As shown in Figure 29, the present invention provides a decorative texture structure in a fifth embodiment, which includes a base layer 40, a first adhesive layer 41, a first composite layer 42 and a second composite layer arranged in sequence from top to bottom. Floor. The first composite layer 42 includes a first film layer 421 and a first microstructure layer 422; the first microstructure layer 422 is provided with a precise microstructure, and the first microstructure layer 422 includes a first precision microstructure main body layer 4221, a first The coating layer 4222 and the first ink layer 4223; the first precision microstructure main layer 4221 is provided with a plurality of micro-nano substructures, the micro-nano substructures are provided with grooves, or the first precision microstructure main layer 4221 is provided with complex a groove and a platform area; the first coating layer 4222 is a conformal structure imitating the surface shape of the precision microstructure main body layer 4221, and the first coating layer 4222 is provided with grooves, and the grooves on the first coating layer 4222 are connected with the first coating layer 4222. The grooves of the first precise microstructure body layer 4221 correspond to each other, and the ink is filled in the grooves of the first coating layer 4222 . The second composite layer is provided with precise microstructures or other micronanostructures, such as laser micronanostructures, sub-silver micronanostructures, etc., but not limited thereto. Taking the laser micro-nano structure as an example, the second composite layer only includes the second micro-structure layer 442', which includes the second micro-nano structure main layer 4421', the second coating layer 4422' and the second ink layer 4423'; the second The coating layer 4422' is a conformal structure imitating the surface shape of the second micro-nano structure main layer 4421', and the grooves on the second coating layer 4422' and the micro-nano structure grooves on the second micro-nano structure main layer 4421' In one-to-one correspondence, the second ink layer 4423 ′ is filled in the groove on the second coating layer 4422 ′, and the second micro-nano structure main layer 4421 ′ is disposed on the first composite layer 42 .

The first microstructure layer 422 and the second microstructure layer 442, 442' in Fig. 25-Fig.
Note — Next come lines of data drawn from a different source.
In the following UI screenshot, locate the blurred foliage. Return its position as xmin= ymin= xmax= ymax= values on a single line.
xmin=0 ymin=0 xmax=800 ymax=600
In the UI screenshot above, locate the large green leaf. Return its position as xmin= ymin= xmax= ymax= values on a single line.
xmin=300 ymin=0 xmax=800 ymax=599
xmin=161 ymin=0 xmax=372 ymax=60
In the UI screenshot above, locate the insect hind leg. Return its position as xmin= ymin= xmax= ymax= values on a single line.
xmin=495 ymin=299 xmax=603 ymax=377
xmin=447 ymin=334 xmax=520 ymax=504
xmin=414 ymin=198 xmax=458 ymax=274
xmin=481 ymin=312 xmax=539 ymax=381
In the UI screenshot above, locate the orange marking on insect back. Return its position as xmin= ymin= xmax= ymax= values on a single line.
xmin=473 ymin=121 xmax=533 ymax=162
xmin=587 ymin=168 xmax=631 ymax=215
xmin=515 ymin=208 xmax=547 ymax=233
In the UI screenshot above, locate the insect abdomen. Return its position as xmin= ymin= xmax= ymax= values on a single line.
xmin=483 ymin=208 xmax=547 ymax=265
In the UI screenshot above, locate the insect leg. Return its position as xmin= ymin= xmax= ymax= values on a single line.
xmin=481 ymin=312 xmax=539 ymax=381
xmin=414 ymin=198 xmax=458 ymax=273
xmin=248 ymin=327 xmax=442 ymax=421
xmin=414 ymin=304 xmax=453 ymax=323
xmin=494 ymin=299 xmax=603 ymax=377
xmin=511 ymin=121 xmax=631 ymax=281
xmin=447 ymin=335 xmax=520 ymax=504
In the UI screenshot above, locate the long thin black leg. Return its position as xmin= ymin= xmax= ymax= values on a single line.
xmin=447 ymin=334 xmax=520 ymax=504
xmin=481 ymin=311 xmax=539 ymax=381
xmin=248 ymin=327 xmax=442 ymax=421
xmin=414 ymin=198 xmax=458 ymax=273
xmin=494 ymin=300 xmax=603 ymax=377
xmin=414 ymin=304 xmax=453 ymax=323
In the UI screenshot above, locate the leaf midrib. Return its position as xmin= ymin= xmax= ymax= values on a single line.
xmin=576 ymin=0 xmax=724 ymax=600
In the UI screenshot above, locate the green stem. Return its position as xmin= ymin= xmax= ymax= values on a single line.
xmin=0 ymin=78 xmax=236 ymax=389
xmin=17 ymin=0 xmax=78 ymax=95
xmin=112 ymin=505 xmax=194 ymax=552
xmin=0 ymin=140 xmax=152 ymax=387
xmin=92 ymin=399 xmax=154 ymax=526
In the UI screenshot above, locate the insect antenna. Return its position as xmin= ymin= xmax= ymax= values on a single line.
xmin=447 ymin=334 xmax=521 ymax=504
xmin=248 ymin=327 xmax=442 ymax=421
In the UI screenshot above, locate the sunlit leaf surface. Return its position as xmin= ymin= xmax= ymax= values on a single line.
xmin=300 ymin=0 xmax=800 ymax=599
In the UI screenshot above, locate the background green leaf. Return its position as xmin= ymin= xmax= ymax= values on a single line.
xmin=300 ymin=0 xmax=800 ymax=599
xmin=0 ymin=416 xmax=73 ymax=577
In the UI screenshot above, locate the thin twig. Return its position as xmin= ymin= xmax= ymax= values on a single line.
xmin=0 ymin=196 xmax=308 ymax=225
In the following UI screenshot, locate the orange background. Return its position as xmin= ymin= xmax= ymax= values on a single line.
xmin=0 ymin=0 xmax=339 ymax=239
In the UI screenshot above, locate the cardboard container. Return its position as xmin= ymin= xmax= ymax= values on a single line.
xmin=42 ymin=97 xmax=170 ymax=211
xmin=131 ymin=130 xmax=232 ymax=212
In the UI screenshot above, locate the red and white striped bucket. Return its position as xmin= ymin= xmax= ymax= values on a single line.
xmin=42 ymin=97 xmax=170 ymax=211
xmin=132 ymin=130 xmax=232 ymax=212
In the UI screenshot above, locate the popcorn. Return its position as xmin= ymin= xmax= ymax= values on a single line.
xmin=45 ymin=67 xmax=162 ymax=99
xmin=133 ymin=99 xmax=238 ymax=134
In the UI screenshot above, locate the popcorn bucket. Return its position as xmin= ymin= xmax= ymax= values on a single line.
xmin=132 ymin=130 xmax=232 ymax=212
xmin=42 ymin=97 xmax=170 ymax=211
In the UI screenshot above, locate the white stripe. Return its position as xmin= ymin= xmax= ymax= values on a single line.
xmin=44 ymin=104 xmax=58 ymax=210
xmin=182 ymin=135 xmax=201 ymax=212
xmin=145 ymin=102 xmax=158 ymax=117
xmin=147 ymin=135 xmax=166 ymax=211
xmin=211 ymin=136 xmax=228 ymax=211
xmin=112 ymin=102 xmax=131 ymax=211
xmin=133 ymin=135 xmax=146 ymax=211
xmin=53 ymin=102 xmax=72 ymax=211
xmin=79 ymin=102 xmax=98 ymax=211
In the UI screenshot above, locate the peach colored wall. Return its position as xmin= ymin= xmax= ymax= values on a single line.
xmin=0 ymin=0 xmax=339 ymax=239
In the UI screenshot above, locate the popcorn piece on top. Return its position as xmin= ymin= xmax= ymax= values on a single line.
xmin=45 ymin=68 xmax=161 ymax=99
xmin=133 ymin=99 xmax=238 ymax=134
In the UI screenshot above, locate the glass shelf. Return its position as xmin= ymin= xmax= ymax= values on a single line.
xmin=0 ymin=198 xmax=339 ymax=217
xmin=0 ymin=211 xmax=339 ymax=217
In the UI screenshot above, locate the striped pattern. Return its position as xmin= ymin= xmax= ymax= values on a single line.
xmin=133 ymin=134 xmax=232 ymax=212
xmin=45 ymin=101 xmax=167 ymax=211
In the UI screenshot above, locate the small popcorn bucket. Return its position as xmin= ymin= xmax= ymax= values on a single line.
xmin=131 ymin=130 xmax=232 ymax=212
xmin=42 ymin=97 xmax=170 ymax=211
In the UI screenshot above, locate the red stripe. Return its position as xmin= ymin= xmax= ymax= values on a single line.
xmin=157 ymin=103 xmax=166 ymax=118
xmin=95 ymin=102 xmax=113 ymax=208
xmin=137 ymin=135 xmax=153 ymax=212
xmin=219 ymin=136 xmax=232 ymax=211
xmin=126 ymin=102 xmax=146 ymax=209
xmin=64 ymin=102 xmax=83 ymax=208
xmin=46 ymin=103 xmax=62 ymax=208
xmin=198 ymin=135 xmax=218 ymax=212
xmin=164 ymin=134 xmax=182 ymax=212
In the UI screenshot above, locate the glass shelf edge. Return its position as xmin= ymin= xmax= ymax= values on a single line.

For the actual structure, refer to Fig. 4a-4d, Fig. 5a-5d and Fig. 9, but not limited thereto.

In the embodiment of Fig. 25-Fig. 29, the base layer is a transparent flat glass or a composite board; the first adhesive layer and the second adhesive layer are OCA optical adhesive layers; the first thin film layer and the second thin film layer are PET film, and the thickness range The thickness range is 25μm-200μm, and the preferred thickness range is 50μm-100μm; the first microstructure layer and the second microstructure layer are UV adhesive layers; the first ink layer is nano-ink, and the nano-ink is filled into the micro-nano substructure by metal scraper printing In the groove; the second ink layer is nano ink, made by screen printing process, the thickness range of the second ink layer is 10μm-15μm, the second ink layer is white ink or black ink, which can realize the function of covering the substrate . The materials of the first coating layer and the second coating layer include materials such as brightness enhancement film, antireflection coating, SiO2 and indium, and the thickness range is 80nm-260nm, and the preferred thickness is 140nm, in order to realize brightness enhancement, antireflection and medium color Function, the first coating layer and the second coating layer are prepared by evaporation or vacuum sputtering; the silk screen layer is an ink layer, which is made by screen printing process, the thickness of the screen printing layer is 10μm-15μm, and the silk screen layer is white ink or Black ink can realize the function of covering the substrate.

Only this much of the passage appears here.